Low back pain is a very common condition, especially in today’s society where we spend prolonged periods of time sitting and less time staying active. Although low back pain seems to have escalated in recent years, Vallfors (1985) stated that low back pain was the leading cause for absence from the workplace in the 80's which means the socioeconomic impact of the condition was huge even then. It has also been reported in research over decades that low back pain was the second most common reason for visiting a doctor (Cunningham 1984; NCHS 1975; Andersson 1977).
More recently (Balagué, 2012) tells us that low back pain can affect up to 60-80% of the entire population at some point in their lives. The lifetime prevalence of low back pain can be as high as 84%, and chronic low back pain is said to be around 23%. Balagué also states that 11-12% of these sufferers are disabled by their low back pain.
It has been discovered that low back pain is one of the four most common conditions in the world and is the number one cause of years lived with disability in well-developed countries (Vos, 2010). According to (The National Institute for Health and Clinical Excellence, 2008) low back pain is very common among working adults and particularly those aged between 40-60.
For low back pain to be considered chronic it must be present in excess of 12 weeks (Airaksinen, 2006). The reason behind this timescale is that most connective tissues of the low back are believed to heal successfully after 6-12 weeks (Andersson, 1999).
Private treatment can help
I consider myself extremely lucky to live in the United Kingdom and benefit from the national health service. My family have benefited majorly from the NHS to the extent where my younger cousin would no longer be with us had it not been for her, in our eyes, heroic general practitioner (who identified a brain tumour from a basic eye inspection).
Although for many conditions the NHS provide great care and a full recovery, studies have established that 25-33% percent of low back pain patients treated public healthcare facilities have a re-occurence of their low back pain after 1 year of their initial visit (Andersson et al, 1997; Nachemson et al, 2000).
According to (Burns, 2011) using a hands-on treatment-based approach is significantly more effective in reducing pain and disability than current clinical practice guidelines.

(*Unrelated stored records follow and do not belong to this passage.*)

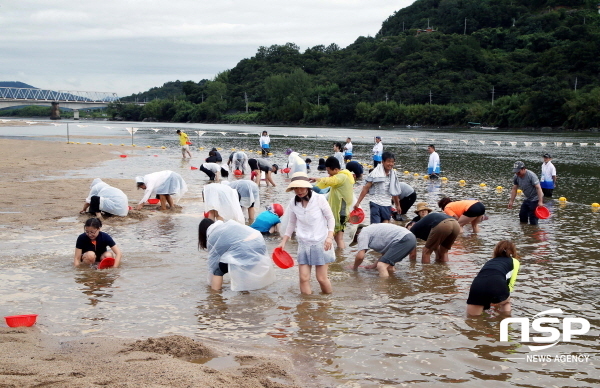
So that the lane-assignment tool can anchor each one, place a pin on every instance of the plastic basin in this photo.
(21, 320)
(282, 259)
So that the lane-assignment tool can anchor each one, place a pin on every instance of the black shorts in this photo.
(222, 270)
(475, 210)
(488, 289)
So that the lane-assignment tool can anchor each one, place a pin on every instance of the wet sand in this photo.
(29, 358)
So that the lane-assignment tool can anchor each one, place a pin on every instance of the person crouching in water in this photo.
(495, 281)
(238, 250)
(91, 246)
(312, 219)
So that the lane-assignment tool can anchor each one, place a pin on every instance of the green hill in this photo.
(515, 64)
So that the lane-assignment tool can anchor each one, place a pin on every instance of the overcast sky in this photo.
(129, 46)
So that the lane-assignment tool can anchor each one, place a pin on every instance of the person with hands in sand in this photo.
(92, 245)
(167, 185)
(394, 242)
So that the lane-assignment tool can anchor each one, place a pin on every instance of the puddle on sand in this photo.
(219, 363)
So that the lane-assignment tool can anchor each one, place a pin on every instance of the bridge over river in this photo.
(71, 99)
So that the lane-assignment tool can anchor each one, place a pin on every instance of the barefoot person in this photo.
(167, 185)
(238, 250)
(183, 142)
(92, 245)
(394, 242)
(495, 281)
(105, 198)
(466, 212)
(312, 220)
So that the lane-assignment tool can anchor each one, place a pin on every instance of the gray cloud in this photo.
(128, 46)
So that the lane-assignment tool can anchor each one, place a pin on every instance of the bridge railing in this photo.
(8, 93)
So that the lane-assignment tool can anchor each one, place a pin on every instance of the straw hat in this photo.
(299, 179)
(422, 206)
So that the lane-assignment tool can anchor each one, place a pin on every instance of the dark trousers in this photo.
(211, 175)
(527, 212)
(407, 202)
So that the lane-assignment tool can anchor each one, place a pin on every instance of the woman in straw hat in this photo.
(312, 219)
(422, 211)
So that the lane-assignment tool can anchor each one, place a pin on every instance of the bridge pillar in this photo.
(55, 111)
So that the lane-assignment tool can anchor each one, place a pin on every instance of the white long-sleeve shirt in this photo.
(311, 223)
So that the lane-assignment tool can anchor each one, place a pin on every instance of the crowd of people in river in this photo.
(318, 215)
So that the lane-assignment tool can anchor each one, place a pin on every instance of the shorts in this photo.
(222, 270)
(488, 289)
(475, 210)
(379, 213)
(398, 250)
(444, 234)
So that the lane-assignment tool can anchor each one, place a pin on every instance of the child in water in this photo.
(312, 220)
(92, 245)
(267, 221)
(495, 281)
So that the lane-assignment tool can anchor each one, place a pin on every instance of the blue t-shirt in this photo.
(265, 221)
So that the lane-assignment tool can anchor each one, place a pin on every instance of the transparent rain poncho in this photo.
(248, 191)
(296, 163)
(164, 182)
(223, 199)
(244, 250)
(240, 162)
(112, 200)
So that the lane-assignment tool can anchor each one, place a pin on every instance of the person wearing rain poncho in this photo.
(167, 185)
(311, 218)
(341, 196)
(239, 161)
(249, 196)
(105, 198)
(221, 202)
(238, 250)
(295, 163)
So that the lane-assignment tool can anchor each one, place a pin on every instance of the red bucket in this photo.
(357, 216)
(107, 262)
(21, 320)
(282, 259)
(542, 212)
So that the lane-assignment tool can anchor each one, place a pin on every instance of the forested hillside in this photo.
(510, 63)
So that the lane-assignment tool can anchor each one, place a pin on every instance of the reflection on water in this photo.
(410, 328)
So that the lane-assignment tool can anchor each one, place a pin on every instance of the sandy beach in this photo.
(29, 358)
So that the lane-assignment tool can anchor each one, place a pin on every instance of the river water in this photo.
(409, 329)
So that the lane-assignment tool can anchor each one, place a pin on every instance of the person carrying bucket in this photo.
(92, 245)
(312, 220)
(534, 197)
(238, 250)
(495, 281)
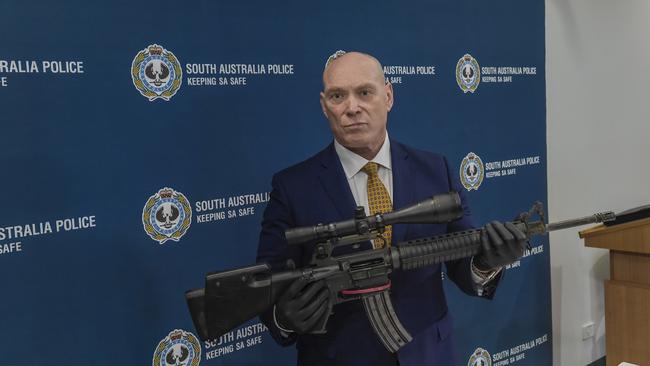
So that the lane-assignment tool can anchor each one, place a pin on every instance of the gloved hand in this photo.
(302, 305)
(500, 245)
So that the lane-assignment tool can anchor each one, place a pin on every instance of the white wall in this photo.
(598, 116)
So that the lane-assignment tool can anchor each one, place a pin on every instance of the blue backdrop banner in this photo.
(139, 140)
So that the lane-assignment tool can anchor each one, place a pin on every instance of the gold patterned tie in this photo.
(378, 200)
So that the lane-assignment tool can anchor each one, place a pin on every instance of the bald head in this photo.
(343, 60)
(356, 101)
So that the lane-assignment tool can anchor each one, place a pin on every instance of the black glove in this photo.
(302, 305)
(500, 245)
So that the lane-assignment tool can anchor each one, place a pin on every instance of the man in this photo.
(364, 167)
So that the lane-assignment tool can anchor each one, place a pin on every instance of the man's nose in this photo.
(353, 106)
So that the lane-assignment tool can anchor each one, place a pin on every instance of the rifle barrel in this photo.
(593, 219)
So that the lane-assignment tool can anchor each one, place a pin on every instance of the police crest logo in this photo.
(167, 215)
(468, 73)
(156, 73)
(472, 171)
(179, 348)
(480, 357)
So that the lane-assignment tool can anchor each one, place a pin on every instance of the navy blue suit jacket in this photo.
(317, 191)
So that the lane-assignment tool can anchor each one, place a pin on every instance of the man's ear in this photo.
(322, 103)
(389, 96)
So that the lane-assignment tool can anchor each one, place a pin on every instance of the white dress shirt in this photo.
(358, 181)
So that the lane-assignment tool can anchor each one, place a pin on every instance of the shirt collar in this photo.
(352, 163)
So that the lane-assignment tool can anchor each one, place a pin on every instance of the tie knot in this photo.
(370, 169)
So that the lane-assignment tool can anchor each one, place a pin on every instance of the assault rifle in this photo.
(232, 297)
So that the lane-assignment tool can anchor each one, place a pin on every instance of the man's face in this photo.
(356, 101)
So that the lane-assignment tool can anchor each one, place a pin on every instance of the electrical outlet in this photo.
(587, 330)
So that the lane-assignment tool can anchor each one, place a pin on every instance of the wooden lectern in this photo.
(627, 293)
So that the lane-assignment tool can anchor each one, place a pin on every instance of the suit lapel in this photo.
(403, 184)
(333, 180)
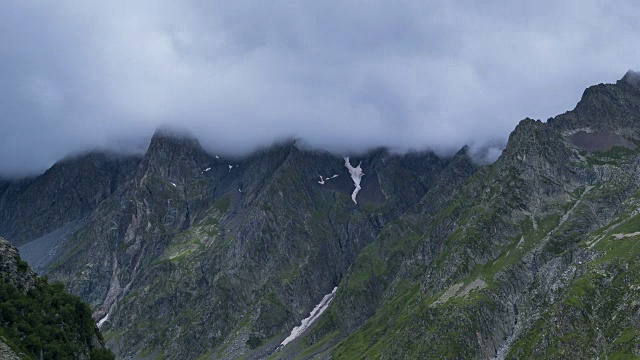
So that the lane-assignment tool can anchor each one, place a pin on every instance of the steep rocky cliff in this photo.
(535, 256)
(190, 254)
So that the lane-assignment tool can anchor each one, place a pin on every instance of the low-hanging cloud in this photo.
(341, 75)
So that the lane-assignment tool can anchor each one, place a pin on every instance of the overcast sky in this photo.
(342, 75)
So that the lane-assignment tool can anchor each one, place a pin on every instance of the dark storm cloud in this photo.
(342, 75)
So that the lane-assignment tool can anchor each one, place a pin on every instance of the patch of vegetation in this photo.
(47, 321)
(222, 203)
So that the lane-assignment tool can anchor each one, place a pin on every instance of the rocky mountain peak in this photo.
(174, 155)
(176, 142)
(13, 269)
(632, 78)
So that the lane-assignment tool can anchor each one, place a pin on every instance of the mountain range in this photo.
(292, 253)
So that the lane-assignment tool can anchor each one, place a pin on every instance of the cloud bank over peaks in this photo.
(342, 75)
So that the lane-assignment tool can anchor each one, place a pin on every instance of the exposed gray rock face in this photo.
(71, 189)
(193, 255)
(224, 256)
(13, 269)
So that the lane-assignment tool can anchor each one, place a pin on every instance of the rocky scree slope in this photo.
(535, 257)
(198, 255)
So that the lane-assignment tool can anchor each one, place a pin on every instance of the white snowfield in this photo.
(315, 315)
(101, 322)
(356, 175)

In a typical session we of course speak to you about your pain to develop an understanding of what is going on. We then observe movements and assess structures of the low back and associated areas to form a diagnosis of your pain. Our priority here is ruling out more severe issues where surgery may be required and honing-in on the possible causes behind your pain.
Treatment techniques available:
- Electrotherapy: Interferential current (IFC) and Transcutaneous electrical nerve stimulation (TENS) are the most commonly used forms of electrotherapy (Facci et al, 2011).
- Massage: Massage promotes a local analgesic (pain relieving) effect.
- Joint mobilisation: Assesses for stiffness or too much movement. Treats stiffness and dysfunction (Petty, 2011).
- Soft tissue mobilisation: This helps eliminate pain and dysfunction by allowing tighter restrictive tissues to move more freely.
- Muscle Energy Techniques: MET's are stretching techniques that can reduce spasm and tightness within muscles.
- Corrective exercises: Corrective stretches and exercises are used help to re-educate and train dysfunctional structures into working optimally.
Whether you have came for one session or require regular treatment, we provide systematic guidance and communication to help you with your rehabilitation process.